Fig. 1: Bonds-Med. term Cdn Gov’t-purple, Cdn Corp-green, High Yield-red, Long Term US-black – 2 years – TradingView

At the same time, we are seeing weaker signals in the economy overall.  Recent reports on the US labour market show an increased number of part time roles and much of the job growth being driven by government and healthcare.  The consumer side of the economy is clearly struggling.  At the 2025 year end we had dialed back our recession probability to 50:50 but with the skyrocketing cost of oil we see the likelihood of a recession rising once again.  It is not typical that we need to flip-flop like this but then again, the actions of late February are not typical either.  When the facts change, we change our perspective.

The weakening labour market alongside rising inflation creates the central banker’s dilemma we call stagflation.  Should they drop interest rates to coax the economy or jack up interest rates to slow down price increases?  There is no easy answer.  Past oil price cycles lead me to believe that there is a good chance the price escalation leads to a recession.

For bonds, this means that even if the 10-year bond interest rate trajectory is higher for the next little while, by a year from now we anticipate it declining again.  There is one caveat to this.  As the US debt load starts to worry more and more investors, the yield they demand for holding US bonds may rise.  Remember that higher bond yields imply lower bond prices so our general preference is declining yields that push bond prices up.

Currencies

In early 2026 the USD weakened against the CAD and other currencies as the recession risk faded but once the Iran attack happened, we see that through the month of March, 2026 the USD strengthened again.  The flight of capital to safe haven currencies like the USD returned.  Note that after the end of March (not shown here) the USD weakened again as investors hoped for a relatively quick resolution to the Middle East hostilities.  There is a good chance that will be short-lived and there will be yet another resurgence of the USD.  The driver this time will be the return of recession risk and the increased volatility in emerging market investments in anticipation of such an occurrence.

 Fig. 2: US Dollar Index-green and USD vs CAD-purple – 2 years – TradingView

Also, as it specifically relates to the CAD/USD exchange rate, there is still the overhang of the CUSMA negotiations ahead of us.  There is a good chance this will push the CAD lower through the middle of this year however we have already seen the Carney government telegraphing to the public that these CUSMA negotiations will be difficult and we should expect some pain.  I believe they are steering markets to gradually pull back and absorb the risk (which shows up in lower prices) now so that there will not be an extreme economic shock come summer.

Stock Markets

Equity markets had been pretty flat overall in January but the average was masking what was happening at the sector level.
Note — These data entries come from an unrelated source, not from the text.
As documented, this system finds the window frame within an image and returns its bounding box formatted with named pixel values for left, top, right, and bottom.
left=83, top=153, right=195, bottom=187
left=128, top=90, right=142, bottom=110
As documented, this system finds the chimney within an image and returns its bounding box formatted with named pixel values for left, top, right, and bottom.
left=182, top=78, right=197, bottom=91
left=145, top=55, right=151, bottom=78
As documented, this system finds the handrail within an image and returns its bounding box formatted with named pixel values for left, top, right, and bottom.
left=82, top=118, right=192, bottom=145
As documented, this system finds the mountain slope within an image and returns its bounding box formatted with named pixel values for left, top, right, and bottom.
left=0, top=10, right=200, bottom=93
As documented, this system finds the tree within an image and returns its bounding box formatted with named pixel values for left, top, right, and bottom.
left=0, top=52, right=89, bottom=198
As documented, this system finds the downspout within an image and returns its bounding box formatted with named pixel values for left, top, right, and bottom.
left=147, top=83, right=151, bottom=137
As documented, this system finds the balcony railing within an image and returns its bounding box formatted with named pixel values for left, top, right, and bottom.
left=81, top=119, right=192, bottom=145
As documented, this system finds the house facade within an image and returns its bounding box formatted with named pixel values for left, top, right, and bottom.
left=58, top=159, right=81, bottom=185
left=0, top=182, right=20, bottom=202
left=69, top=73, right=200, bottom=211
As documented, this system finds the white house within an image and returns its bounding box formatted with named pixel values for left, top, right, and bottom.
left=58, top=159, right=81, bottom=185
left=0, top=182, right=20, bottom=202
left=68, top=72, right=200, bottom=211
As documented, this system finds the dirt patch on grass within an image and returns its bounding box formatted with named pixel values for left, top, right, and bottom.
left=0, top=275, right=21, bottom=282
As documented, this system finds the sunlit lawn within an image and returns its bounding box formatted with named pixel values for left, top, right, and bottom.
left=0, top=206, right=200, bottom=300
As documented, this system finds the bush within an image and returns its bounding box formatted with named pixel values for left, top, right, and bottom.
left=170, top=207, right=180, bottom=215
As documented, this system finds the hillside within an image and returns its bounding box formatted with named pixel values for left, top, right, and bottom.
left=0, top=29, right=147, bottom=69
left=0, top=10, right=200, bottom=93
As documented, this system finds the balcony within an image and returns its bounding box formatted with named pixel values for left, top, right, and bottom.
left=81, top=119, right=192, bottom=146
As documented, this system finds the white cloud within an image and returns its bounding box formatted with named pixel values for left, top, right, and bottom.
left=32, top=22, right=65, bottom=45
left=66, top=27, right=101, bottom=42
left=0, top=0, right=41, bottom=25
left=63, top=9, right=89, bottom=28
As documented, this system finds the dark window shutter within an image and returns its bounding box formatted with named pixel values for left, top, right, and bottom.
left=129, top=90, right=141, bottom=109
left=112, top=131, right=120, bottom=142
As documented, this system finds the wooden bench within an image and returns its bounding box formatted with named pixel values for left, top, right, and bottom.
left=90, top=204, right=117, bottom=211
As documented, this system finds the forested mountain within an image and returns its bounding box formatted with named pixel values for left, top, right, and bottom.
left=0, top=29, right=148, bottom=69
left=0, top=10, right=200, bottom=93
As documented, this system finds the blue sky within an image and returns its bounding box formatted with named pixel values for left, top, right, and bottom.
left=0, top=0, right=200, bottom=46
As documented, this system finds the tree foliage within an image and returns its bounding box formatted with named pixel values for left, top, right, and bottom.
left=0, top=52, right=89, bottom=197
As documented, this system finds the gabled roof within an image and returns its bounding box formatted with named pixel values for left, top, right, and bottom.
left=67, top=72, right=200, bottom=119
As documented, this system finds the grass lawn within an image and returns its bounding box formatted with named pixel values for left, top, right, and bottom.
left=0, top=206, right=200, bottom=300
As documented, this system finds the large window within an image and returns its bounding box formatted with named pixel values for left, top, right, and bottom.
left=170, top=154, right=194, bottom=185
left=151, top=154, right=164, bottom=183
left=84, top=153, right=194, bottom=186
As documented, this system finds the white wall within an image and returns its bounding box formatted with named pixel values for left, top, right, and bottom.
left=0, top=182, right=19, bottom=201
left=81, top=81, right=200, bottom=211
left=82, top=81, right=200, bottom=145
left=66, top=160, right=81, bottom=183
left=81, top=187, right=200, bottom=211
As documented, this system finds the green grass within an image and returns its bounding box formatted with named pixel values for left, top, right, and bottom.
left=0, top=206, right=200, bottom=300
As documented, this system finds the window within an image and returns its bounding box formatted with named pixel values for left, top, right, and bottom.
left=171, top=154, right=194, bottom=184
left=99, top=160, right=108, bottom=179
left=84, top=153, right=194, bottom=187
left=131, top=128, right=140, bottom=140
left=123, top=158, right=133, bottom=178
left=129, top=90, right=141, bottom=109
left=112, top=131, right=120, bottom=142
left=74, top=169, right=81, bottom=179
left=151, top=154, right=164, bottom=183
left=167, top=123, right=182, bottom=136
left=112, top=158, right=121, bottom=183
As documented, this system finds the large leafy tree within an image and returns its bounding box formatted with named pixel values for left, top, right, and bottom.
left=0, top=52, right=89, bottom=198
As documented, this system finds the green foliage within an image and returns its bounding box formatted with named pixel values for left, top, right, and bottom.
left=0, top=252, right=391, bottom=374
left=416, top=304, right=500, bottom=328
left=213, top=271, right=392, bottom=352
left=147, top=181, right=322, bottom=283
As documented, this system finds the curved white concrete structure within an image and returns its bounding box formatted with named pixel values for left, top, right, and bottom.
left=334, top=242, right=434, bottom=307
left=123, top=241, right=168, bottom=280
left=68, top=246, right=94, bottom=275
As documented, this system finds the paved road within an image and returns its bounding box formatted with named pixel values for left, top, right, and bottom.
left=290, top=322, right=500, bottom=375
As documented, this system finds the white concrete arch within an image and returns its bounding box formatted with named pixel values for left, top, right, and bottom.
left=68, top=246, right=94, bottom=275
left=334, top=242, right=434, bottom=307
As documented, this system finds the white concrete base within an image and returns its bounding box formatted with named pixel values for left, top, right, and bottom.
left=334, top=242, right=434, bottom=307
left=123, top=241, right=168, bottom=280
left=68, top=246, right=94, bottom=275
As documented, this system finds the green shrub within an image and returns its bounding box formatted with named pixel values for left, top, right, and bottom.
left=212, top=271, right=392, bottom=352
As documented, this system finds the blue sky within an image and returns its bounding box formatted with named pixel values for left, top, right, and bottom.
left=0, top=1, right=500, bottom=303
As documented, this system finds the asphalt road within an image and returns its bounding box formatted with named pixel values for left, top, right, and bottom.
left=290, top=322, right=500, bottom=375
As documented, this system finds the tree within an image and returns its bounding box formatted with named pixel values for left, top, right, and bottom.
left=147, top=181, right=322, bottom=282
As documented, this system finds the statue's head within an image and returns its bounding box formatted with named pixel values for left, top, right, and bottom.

Defensive sectors like consumer staples and utilities were doing well while other sectors like financials and technology were declining.  Then in March, following the attack on Iran all major sectors except energy sold off.  We executed on a couple buying opportunities when stocks were cheap, acting against the panicky market.  Although we saw this as a buying opportunity, that is not to say we always go against the market.  To automatically take contrarian actions blindly would be naïve, but we do look for moments when we think the rush of the crowd is giving us a gift.

Fig. 3: Stocks: US-black, Can-purple, Jpn-red, UK-yellow, Germany-green – 2 yrs – Trading View

Although the market has recovered from plummeting in March, we still see opportunities in a variety of businesses and are currently sifting through them to establish our priorities with respect to which have the strongest long run prospects.

Respectfully submitted,

Paul Fettes, CFA, CFP, Chief Executive Officer, Brintab Corp.